Rescaling a probability I can't ge me head around this.
I know that between 00:00h and 00:30h (i.e. within 30 minutes) a person is with a chance of 90% in room A, 7% in room B and 3% in room C.
Now the task is, to derive a presence profile with a resolution of 10 minutes. How do I rescale thes probabilities, because I think there is the following problem: 
If I draw 3 random numbers, the chance that he's in the room all 30 minutes (with the probabilities kept the same), results in 0.9 * 0.9 * 0.9 --> 0.729 which is lower than the original distribution.
Of course I could rescale the probabilities by $\sqrt[3](0.9)$, which would lead me to the desired result. But I would have to do this with the other possibilities as well, so I'd get approximatly these possibilities:
Room A: 0.965, Room B: 0.412, Room C: 0.311, in sum that is > 1, which doesn't make sense for a probability distribution. Just dividing by the sum of all three isn't the right choice either, I believe.
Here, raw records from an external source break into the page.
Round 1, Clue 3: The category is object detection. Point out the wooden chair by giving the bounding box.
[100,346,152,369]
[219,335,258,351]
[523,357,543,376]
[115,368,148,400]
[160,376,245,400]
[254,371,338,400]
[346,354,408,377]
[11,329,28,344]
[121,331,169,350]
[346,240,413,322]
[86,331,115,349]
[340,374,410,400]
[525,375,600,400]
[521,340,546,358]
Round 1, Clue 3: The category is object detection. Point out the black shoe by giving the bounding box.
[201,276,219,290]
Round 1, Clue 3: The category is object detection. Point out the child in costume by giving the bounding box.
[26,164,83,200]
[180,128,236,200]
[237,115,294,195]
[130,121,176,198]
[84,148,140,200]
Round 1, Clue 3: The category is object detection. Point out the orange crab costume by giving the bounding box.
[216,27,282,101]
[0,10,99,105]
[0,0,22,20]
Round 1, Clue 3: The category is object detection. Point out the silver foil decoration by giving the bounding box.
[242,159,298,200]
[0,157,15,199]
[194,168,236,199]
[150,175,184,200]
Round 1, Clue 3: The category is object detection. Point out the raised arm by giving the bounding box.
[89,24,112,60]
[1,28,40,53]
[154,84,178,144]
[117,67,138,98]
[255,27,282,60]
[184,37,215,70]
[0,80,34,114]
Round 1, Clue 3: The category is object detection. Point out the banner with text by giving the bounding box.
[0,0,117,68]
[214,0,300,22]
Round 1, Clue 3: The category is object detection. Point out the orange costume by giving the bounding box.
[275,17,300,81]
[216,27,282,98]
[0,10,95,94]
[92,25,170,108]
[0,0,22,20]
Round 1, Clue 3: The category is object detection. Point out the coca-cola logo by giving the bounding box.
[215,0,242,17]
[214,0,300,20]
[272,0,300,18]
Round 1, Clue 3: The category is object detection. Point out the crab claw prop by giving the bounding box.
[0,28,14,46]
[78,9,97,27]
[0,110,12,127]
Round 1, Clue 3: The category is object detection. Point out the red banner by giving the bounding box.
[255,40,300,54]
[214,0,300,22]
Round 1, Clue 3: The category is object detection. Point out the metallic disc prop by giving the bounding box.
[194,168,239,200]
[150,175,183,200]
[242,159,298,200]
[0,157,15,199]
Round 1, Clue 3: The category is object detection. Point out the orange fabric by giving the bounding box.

Is there a way to handle this mathematically correct?
 A: This may or may not be what you mean by resolution 10 minutes, but it might mean that the 30 minute interval is marked off into three 10 minute intervals, and during any 10 minute interval the person is in room A,B, or C with the given probabilities of .9, .07, and .03. At the end of the first 10 minute interval the person could change rooms or remain where he is, with the likelihoods to be in each room during the second 10 minutes the same as for the first 10 minutes. 
With this interpretation, one gets sequences of length three telling where the person was during the three 10 minute intervals. For example (A,B,B) would mean person was in room A first, then switched to B, then stayed in B. That probability would be (.9)(.07)(.07). In all there would be 27 sequences of length three with each entry being one of A,B,C and the probability of each of these can be computed by multiplying the probabilities of the rooms in the given sequence of three rooms. 
That the total of these probabilities for the 27 strings winds up being 1 would then follow, since $(.9+.07+.03)^3=1,$ and the result of "multiplying out" the cube here gives each pattern of probability multiplications for the 27 sequences of length three from the rooms A,B,C.